戸塚章介 (元東京都労働委員会労働者委員)東電の「企業年金削減」に不同意を12/01/31
東電をはじめ全国電力会社の電気料金値上げが「世論」の批判の的になっている。テレビのワイドショウであるコメンテーターは「企業努力もしないで電力利用者に負担を強いるとは何事だ」といきまいていた。「企業努力」とは従業員の削減、賃金・福利厚生費の引下げなどもっとリストラをしろということ。
これらの「世論」に応える形で政府・東電は「企業年金の削減」を打ち出した。削減を実行するためには、①現役社員(労組員)は労働組合の合意、②OBは労組の合意後、受給者の3分の2以上の同意、が必要となる。東電労組とはまだ合意に達していないにもかかわらず、東電はOBに対する「説明会」を開始した。
東電の「企業年金」制度は1966年、退職金を20%減らしてそれを原資としてスタートした。その後変遷をして退職金と企業負担の割合は50対50となり、2011年9月現在で5191億円の年金資産がある。資産運営は健全で、経常の人件費への負担にはなっていない。

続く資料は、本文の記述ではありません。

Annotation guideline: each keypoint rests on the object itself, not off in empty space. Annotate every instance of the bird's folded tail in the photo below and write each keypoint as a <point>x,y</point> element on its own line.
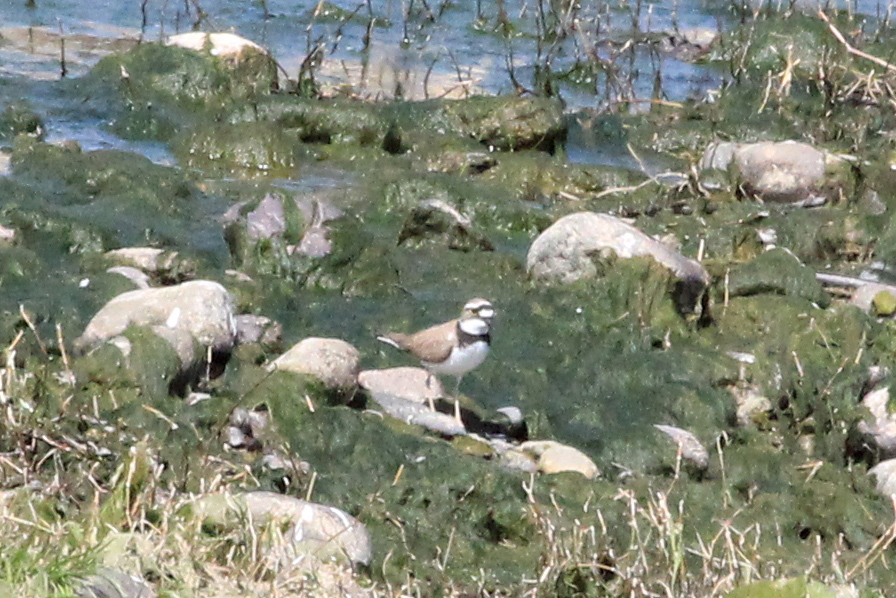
<point>391,341</point>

なのに「資金」を取り崩して「原発被害の賠償資金」に充てるというのは筋が通らない。JALの会社更生法適用のときも問題になったが、今回の原発事故も現役労働者やOBには責任がない。会社の不始末の尻拭いをさせられてはたまらない。原発開発を通じて巨額の利益をあげた「原発共同体」が負担すべきである。
09年5月、米自動車最大手ゼネラルモータース(GM)が破産して公的管理になった時、全米自動車労組(UAW)は「退職者年金・健康保険制度」を守り抜いた。これに対して日本の新聞は「(労組要求を呑んだGM社や国の)『労組優遇』が大口債権者との債権削減の再交渉を難航させるだけでなく、GMの早期再建そのものを危うくする懸念もある」(当時の『毎日』記事)と批判した。

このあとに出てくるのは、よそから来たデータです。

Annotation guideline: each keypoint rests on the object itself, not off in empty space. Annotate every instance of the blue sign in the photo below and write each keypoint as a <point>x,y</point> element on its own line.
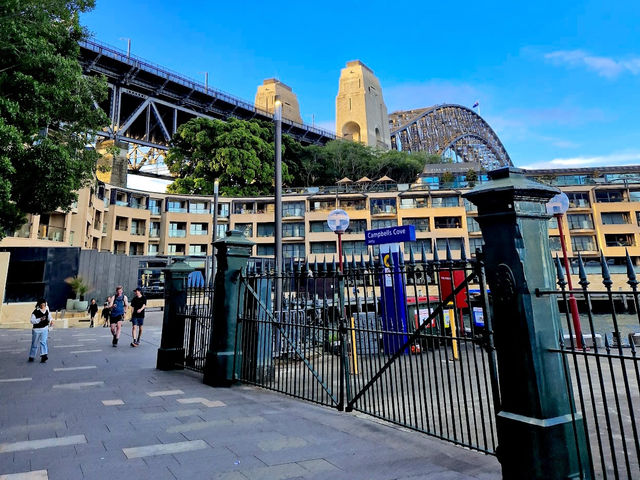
<point>379,236</point>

JALのときもそうだつたが、年金削減に反対する声を個人エゴのように排撃する。それが「世論」だと言わんばかりのマスコミ。アメリカでは権利として認められる「労組(労働者)優遇」が日本では罪悪視される、これは日本の民主主義の後進性を示すものではないか。
かつて差別争議をたたかった東電争議団は「企業年金削減には『不同意』を」との方針を掲げているが、東電労組も自らの首を絞めるような「削減合意」を拒否する勇気を持つよう期待する。